MPs have been called by ministers in the last couple of days to tell them their constituencies have been chosen, even before the policy is officially announced, such is the rush to get some of them ready for a photo opportunity at party conference in under a fortnight.
Ms Truss wants to appear, shovel in hand, perhaps standing next to West Midlands Mayor Andy Street in one of these newly announced zones, making clear what she stands for.
Tees Valley Mayor Ben Houchen, long a Tory favourite in the Johnson era, vociferously backed Mr Sunak, so may be less prominent a recipient of government largess and favours this year.

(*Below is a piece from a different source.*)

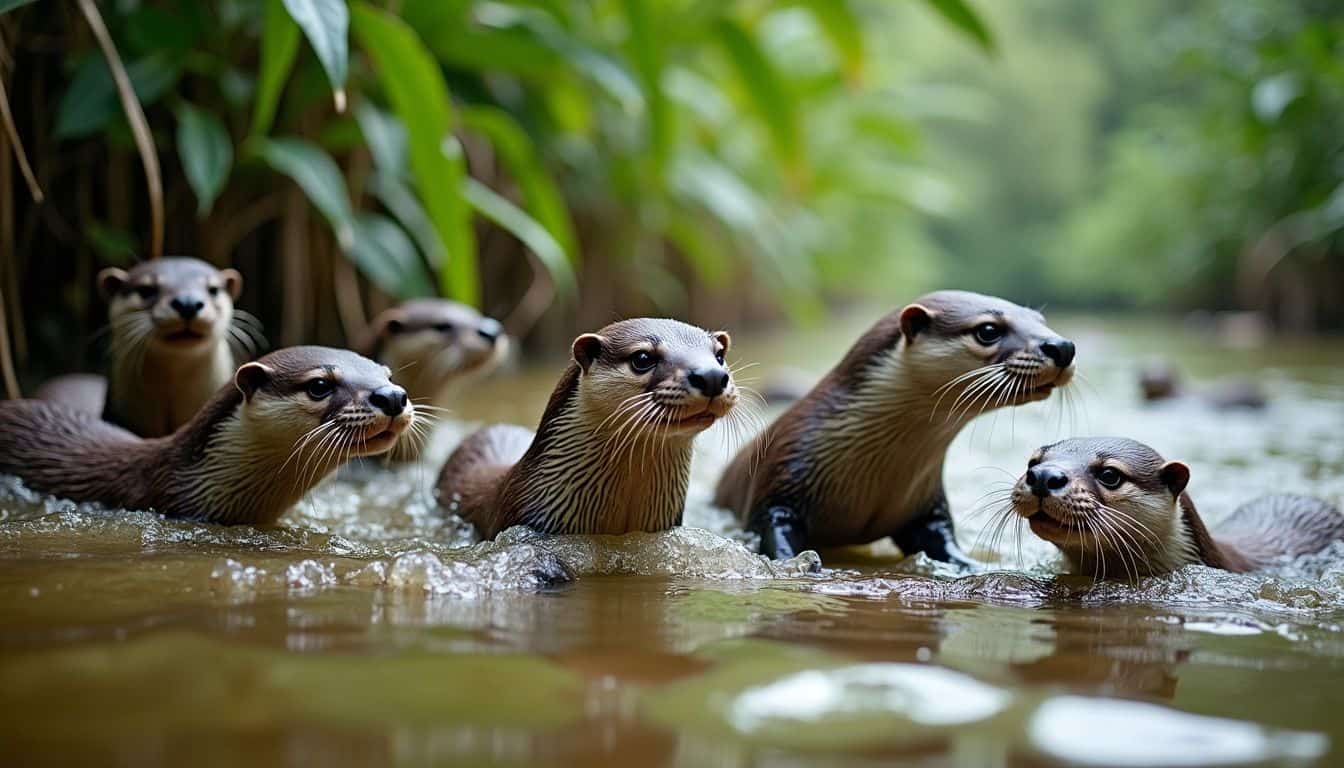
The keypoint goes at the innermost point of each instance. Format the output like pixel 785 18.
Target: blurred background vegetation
pixel 725 162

Already 40 councils have been approached to be involved, and most likely to say yes.
Just don’t mention that from 2010 to 2015, David Cameron’s coalition government – of which Ms Truss was a member – also set up “enterprise zones”, though they died a death years later to little acclaim or apparent enduring benefit.
If Michael Gove did it, expect it to be undone
Boris Johnson’s “levelling up” slogan may survive, but what it means in practice has already changed.

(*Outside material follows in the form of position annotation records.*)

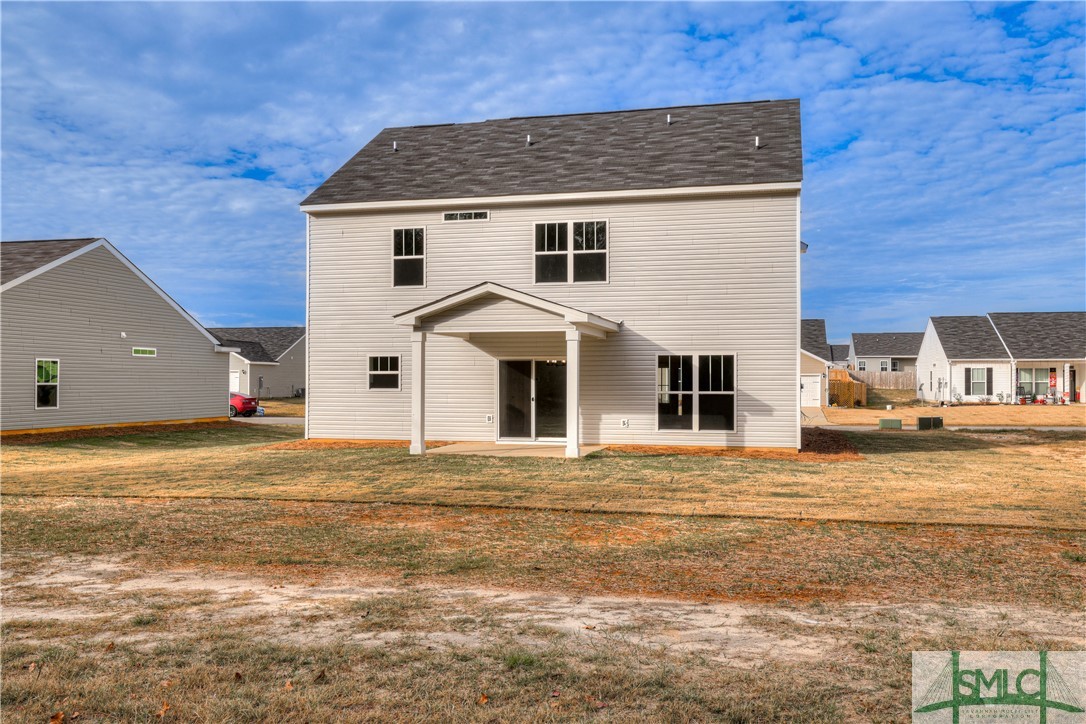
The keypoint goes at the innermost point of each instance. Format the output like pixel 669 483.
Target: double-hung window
pixel 384 372
pixel 408 257
pixel 707 405
pixel 557 261
pixel 48 385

All over Whitehall, Johnson and Gove era plans are being junked, nowhere more actively than in the Department for Levelling Up where the more dirigiste philosophy of interventionism, through raising living standards and boosting public services, is being replaced by an approach centred around deregulation.
Some now suggest Mr Gove’s plans – worked on up until his sacking as levelling up secretary in July – look like “socialism” in comparison to the new Truss team approach.
The Johnson era Levelling Up And Regeneration Bill before Parliament – a smorgasbord of measures to track improvements in local communities and improve local democracy – is on course to be gutted.
Areas like Oxford and Cambridge – which Mr Gove felt could attract private investment without government help – may even now become investment zones. The Blue Wall could benefit.
Other Gove pet projects down the ages could also be disbanded. Grammar schools – which he kept a lid on as education secretary – are now set to increase.
The strong affinity with the US government, which he has always advocated, is now under strain. His approach to post-Brexit green issues from his time as environment secretary could be undone.
Nothing he touched is particularly safe.
In conclusion…
Will it work? That depends on three groups – voters, Tory MPs and the markets.
The first haven’t had a chance to digest the change.
The second are not yet in full hue and cry.
“The feeling is not mutinous,” said one Sunak supporter. “We think we’re signing away our economic credibility and will lose, but can’t be bothered to fight it at this stage.”
The third audience – the financial markets – may be the most immediately tricky.
Today it emerged the cost of government borrowing rose to the highest level for August since monthly records began in 1997 as inflation pushed up interest payments on public debt.
Could the most ideological, free market government in a generation fall foul of investors because of the scale of borrowing they embark on?